Taking a shortcut through an underground mall yesterday, I saw a couple who looked like Pan Am visitors ogling the low price of jewelry outside a little downtown Toronto shop.
Normally, we think of U.S. prices being cheaper than anything you get north of the border. But something special is going on with some Canadian goods right now.
- Canadian dollar falls to lowest level since 2004
- Weak Canadian dollar gives visitors a reason to cheer
As the Canadian dollar trades at lows not seen since 2004, it means that this year's July sales may offer the best bargains you will see in a while. But it will come at a cost.
The latest plunge is in some ways a statistical quirk, as you can see in the graph below. By falling under 77.85 cents US — the low hit on March 9, 2009 — suddenly the loonie was worth less that it had been through all the oil-boom years of the 2000s.
While it may be just statistics, there is also a reason why that quirk may be significant to long-term pricing, ushering in a new round of sharply higher inflation.

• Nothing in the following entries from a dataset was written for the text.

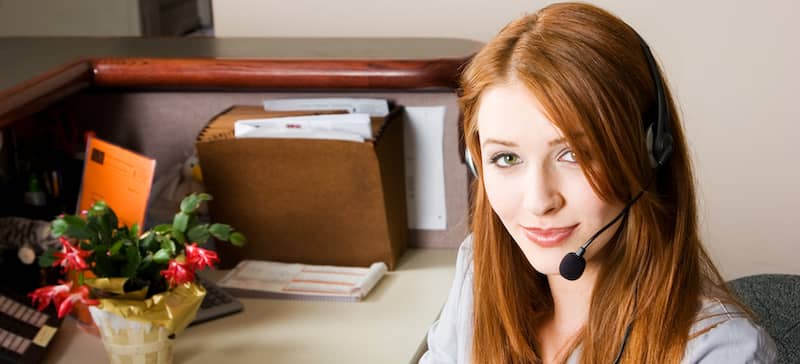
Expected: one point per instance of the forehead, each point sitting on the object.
(511, 112)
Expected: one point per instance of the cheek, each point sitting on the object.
(503, 196)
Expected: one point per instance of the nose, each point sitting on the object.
(542, 194)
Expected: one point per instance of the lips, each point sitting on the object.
(548, 238)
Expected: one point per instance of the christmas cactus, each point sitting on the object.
(95, 246)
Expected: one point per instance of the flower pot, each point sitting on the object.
(131, 341)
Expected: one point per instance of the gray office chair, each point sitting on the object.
(775, 299)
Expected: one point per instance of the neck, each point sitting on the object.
(571, 299)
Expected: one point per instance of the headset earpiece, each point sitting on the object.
(470, 163)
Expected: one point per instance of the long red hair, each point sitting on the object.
(587, 69)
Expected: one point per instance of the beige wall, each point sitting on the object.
(733, 66)
(72, 17)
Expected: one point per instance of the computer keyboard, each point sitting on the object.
(25, 333)
(217, 303)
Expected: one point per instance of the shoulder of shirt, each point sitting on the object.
(724, 330)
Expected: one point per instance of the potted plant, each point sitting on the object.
(139, 285)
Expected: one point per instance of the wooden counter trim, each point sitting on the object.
(276, 74)
(39, 92)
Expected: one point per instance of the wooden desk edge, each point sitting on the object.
(212, 74)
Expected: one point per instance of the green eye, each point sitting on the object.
(505, 160)
(568, 156)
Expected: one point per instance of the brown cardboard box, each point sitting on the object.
(307, 200)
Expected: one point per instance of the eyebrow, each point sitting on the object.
(506, 143)
(500, 142)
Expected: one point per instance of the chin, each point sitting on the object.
(545, 261)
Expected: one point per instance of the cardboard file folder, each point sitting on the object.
(307, 201)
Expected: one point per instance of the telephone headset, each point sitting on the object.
(659, 147)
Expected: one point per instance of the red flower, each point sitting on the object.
(61, 295)
(80, 294)
(178, 273)
(71, 257)
(48, 294)
(199, 258)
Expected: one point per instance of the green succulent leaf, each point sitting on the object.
(161, 256)
(180, 222)
(191, 203)
(179, 237)
(47, 259)
(168, 245)
(148, 242)
(199, 234)
(163, 228)
(238, 239)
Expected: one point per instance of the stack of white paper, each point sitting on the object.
(258, 278)
(351, 127)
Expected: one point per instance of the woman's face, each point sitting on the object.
(534, 182)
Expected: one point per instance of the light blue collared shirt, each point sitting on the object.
(732, 337)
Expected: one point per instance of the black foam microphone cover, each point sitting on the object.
(572, 266)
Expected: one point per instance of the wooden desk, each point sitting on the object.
(154, 95)
(387, 327)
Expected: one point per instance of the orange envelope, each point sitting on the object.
(119, 177)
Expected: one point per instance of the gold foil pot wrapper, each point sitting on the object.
(173, 309)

Some goods, like fresh food and energy, can change on a day-by-day or a week-to-week basis. If there is frost in Florida, a shortage of oranges shows up in grocery store prices within days.

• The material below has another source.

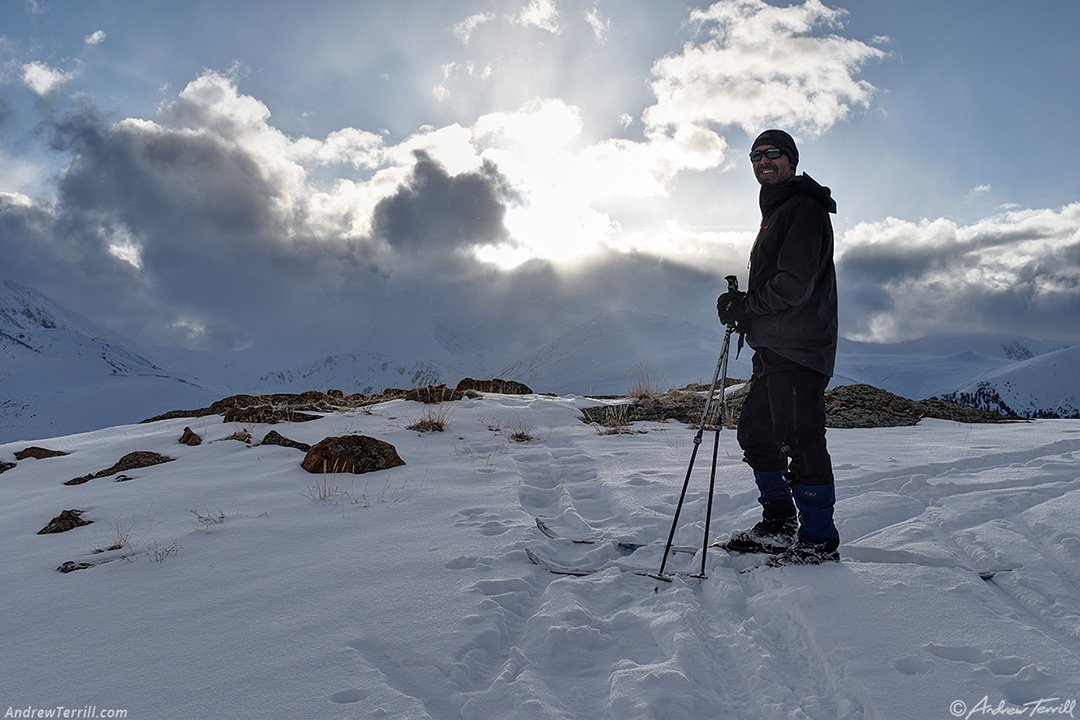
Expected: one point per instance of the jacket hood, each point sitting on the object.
(773, 195)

But for many other goods like clothes, jewelry, books, appliances and cars, prices are far less volatile, says Victoria-based retail consultant Richard Talbot.
Last year's prices
In some cases, wholesale prices for goods already in the supply chain were set months ago. Mom-and-pop retailers especially will often set their markup on the wholesale prices they paid so that profit on current inventories will be calculated based on what they paid their wholesalers.
"Generally retailers order at least a year ahead of time," says Talbot. "Until that stock is expended, the prices would remain much the same."
For big retailers, frequent price swings annoy customers. They are also expensive, as catalogues, showroom displays and price tags have to be repeatedly updated. That's why short-term ups and downs of currency fluctuations are often swallowed by retailers.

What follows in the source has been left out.